Blog post is from 2007! Things have probably changed substantially for both companies since.
This really needs a (2007) tag. Virtually everything in there about the structure of Google as company is thoroughly out of date.
> Make the food in the café free. If an employee eats an average of $15 of food per day (the actual average at Google which is closer to $10) it would cost Microsoft $3,750 per year per employee to offer 3 meals a day. Instead of increasing starting salaries, switch to free food

I'm not sure this is a good idea. I wouldn't want my employer to assume that the extra $3750 (assuming the calculation is correct for now) will go in food. Salary increase sounds much better. But probably thats just me.

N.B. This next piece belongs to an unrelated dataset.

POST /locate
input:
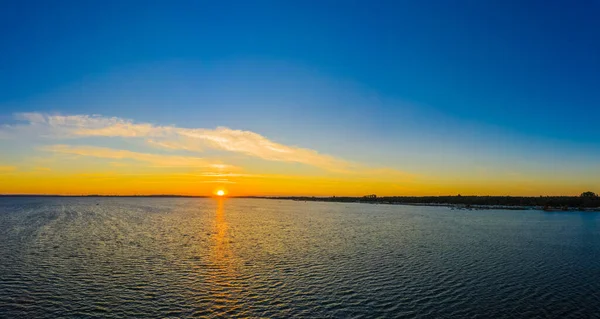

for my last company we convinced management that it was the right choice to have lunch provided in the office. We mostly went out to eat a food trucks or popular places in SF where the walk+wait time might be 45-60 minutes then you eat. So the time wasted going out to eat was much more then the cost to bring food into the office.
I think that going out for lunch and getting away from the office is better in the long run
Better in the short, medium and long run.

The current situation of people sitting at their desks for 8 hours solid a day has been shown to reduce life expectancy. Then there is the proven benefits of walking 30 minutes a day and the psychological benefits of Vitamin D exposure.

Campus cafeterias/food delivery should actually be gotten rid of.

Then the IRS ads this benefit in kind to you income for tax purposes so the actual benefit is taxed. I would rather have an extra 3.75 k in options which are much more tax efficient.
The food benefit isn't taxed. To get the same $3,750 food benefit via salary, your employer would have to pay you $5,000-$6,000 more in salary.
I don't understand why the comments on the blog post are so hostile. Lots of people were calling for this person's head, when what they distributed is fairly tame.
This isn't someone sharing their experience publicly, but a copy-paste from Microsoft's internal mailing list, see the note at the top:

The following has been making the rounds on just about every internal email list I belong to in Microsoft. Here it is to share a little insight with the rest of the world. Microsoft is an amazingly transparent company. Google is not. Any peek is a good peek.

So those are Microsoft employees upset about public airing of only semi-public laundry. I wouldn't mind if i wrote something like this and someone put it online, but i can see that someone else might.